Sometime you just can't resist it, the 'special offer' that really IS special. You stare at the figure in your bank account, then stare again, trying to WILL it to be higher. You know that the Nikon vibration reduction telephoto lens will do serious damage to your funds, BUT......
I carried it home in triumph from the camera shop. It fitted onto the Nikon camera body sweetly, with a quick twist of the wrist; all it needed now was a suitable subject. Later that day I was tapping away at the keyboard, when I heard it, 'munch..munch..munch - tap...munch...munch...munch - tap....munch....munch...munch - tap' Intrigued, I left my computer and sought the source of the noise. Peeking around the edge of the balcony, I found myself level with the branches of a Japanese Dogwood (Cornus kousa) in the grounds of the condo building. I was about 20 feet above ground level - and had found the sound (or sounds to be more accurate). The 'tap' sound came as the pits from the now ripened, spiky, red fruit of the Dogwood dropped onto the leaf litter below the tree.
However, there was still no sign of the 'muncher'. I slowly backed away, and returned with my camera; a careful search - and there it was! One rather plump Eastern Grey Squirrel (Sciurus carolinensis), who, having felt the first chill winds of Fall, was attempting to become even plumper by stuffing himself with Dogwood fruit. We have a large, and growing population of squirrels in the condo grounds. They scurry across the grassed areas between trees, and sometimes take refuge in the bushes which fringe parts of the property. There is a 'old gowth' tree line to the north, which must have been here when this plot was an old farmstead.

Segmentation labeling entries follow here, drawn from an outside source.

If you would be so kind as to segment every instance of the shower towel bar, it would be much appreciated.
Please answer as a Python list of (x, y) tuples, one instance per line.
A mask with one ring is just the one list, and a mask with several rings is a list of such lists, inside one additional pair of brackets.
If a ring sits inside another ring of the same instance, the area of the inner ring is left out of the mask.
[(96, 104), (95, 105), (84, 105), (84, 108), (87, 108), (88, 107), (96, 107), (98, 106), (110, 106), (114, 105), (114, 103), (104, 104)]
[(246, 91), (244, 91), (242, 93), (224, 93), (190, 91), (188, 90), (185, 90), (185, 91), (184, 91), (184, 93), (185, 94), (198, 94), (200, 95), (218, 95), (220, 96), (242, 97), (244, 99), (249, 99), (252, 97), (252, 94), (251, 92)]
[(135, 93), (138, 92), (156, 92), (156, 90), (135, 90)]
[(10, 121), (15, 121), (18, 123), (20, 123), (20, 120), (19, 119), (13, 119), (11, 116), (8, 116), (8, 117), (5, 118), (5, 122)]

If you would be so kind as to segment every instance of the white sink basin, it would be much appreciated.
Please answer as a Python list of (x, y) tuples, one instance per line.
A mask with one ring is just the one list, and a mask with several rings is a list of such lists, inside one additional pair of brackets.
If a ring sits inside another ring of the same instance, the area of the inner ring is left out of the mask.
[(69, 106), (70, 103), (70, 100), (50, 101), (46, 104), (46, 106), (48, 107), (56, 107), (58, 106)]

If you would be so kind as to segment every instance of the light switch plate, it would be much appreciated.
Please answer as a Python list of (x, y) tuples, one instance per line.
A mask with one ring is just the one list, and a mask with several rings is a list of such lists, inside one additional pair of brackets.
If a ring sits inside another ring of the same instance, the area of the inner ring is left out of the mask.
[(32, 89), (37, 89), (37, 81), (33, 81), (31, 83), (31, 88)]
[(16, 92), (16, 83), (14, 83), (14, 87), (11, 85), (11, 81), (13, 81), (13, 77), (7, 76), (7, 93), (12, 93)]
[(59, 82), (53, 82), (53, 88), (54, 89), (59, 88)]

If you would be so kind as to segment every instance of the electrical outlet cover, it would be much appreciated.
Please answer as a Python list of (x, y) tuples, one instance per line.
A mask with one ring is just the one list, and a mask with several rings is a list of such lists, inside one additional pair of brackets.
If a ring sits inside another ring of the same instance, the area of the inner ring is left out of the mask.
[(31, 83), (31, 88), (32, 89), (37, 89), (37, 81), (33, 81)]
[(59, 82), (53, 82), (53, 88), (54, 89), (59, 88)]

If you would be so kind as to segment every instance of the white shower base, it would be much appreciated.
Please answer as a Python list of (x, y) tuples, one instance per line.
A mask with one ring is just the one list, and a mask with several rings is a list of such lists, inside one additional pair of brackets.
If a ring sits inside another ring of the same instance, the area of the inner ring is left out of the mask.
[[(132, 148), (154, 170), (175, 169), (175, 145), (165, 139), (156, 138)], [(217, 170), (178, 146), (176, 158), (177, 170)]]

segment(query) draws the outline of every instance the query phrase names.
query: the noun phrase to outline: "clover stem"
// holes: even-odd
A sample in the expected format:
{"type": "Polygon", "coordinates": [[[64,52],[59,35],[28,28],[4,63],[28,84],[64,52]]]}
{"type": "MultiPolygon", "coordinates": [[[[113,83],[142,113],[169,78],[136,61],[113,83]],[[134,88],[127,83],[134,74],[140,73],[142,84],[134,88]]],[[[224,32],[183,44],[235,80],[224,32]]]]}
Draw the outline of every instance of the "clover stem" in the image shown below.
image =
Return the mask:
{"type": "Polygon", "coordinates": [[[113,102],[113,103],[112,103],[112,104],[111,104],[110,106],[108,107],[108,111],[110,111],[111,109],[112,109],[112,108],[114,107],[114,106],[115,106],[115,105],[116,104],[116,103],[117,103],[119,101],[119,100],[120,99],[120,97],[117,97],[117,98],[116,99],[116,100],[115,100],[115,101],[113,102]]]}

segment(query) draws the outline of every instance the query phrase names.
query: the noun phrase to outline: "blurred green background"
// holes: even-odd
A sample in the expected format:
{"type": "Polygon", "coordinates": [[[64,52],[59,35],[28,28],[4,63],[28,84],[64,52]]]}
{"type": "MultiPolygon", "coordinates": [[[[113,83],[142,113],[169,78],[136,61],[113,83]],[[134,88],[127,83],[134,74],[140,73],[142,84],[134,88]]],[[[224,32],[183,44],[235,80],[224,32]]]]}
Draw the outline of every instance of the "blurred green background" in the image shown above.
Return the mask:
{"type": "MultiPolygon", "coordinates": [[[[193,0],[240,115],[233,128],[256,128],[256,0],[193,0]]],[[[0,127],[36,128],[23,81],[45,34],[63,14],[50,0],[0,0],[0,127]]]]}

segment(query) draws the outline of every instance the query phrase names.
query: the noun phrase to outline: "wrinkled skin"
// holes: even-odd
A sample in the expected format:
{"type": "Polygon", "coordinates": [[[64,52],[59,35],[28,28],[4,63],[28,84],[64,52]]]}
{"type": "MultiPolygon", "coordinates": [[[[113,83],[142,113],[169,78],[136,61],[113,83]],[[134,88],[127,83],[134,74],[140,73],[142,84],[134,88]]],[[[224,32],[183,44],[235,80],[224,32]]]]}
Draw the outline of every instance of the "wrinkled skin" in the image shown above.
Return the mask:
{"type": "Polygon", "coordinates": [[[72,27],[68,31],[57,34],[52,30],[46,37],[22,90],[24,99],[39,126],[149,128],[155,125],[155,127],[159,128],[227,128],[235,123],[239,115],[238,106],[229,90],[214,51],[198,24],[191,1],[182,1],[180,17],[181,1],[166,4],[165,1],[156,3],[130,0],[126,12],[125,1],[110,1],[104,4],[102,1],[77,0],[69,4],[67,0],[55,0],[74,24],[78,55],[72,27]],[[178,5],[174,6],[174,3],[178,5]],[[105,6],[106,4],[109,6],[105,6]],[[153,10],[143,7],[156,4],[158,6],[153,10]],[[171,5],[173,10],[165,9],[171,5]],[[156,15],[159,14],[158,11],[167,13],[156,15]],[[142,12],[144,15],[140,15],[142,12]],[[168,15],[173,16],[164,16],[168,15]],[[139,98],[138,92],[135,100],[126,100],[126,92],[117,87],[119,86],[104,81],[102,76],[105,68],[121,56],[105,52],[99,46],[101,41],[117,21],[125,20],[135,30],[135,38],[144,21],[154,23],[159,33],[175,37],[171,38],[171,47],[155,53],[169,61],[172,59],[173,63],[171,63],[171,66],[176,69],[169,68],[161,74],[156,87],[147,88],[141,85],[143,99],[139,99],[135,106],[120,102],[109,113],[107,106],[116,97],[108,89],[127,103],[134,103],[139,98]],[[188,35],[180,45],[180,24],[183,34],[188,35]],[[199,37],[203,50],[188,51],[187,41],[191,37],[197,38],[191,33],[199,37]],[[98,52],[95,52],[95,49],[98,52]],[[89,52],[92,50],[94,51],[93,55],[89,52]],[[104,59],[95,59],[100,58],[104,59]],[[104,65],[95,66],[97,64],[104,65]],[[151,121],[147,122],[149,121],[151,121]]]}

This harbors a pair of Red-tailed Hawks (Buteo jamaicensis) each year, which generally manage to raise a chick or two; the noise the young make is amazingly loud, and seems to translate as, 'I can haz squirrel-burger?'
Sadly, the Eastern Grey was stupidly introduced into England (in 1876, at Henbury Park, Cheshire) by a Victorian banker, Thomas Brocklehurst. The effect was devastating to the native population of Red Squirrels (Sciurus vulgaris), due in part to the fact that the Grey carries Parapoxvirus, which is deadly to its Red cousin; it has been estimated that the native species will go extinct in England within 20 years, if no action is taken.
Our local population seems to be doing quite well; it will soon be time for them to refurbish their dreys. Although a Grey will take over a large bird nest, if they can, or even a hole in a tree, they usually build a rather unsightly 'ball' of twigs high in the fork of a tall tree, which they line with moss, and other vegetable matter. This is occupied in the winter months, sometimes by a group of squirrels. They do NOT hibernate as such, although they will undergo periods of strongly reduced activity in bad weather, only venturing out to find some of their many buried caches of nuts and other food, which they have spent most of the previous Fall secreting in holes dug in meadows, lawns, flower beds and other places. The biggest problem we have with our local Grey population is electrocution! I do not mean their tendency to invade roof and attic spaces and chew on PVC-covered cables (which they do), but the fact that they are sometimes attracted to use the tops of those cylindrical electrical transformers found on utility poles as a roost. There is usually a sharp 'Zzzzzst', and the squirrel is no more - whilst 'taking out' the domestic electrical supply to a street or a neighborhood!
By the way, the pulp of the Dogwood fruit is edible by humans, too, although I would recommend that you just nibble the small amount of pulp, and ignore the gritty red skin. It can also be made into a delicately-flavored jelly, should you wish...although you will need to fight the squirrels for them!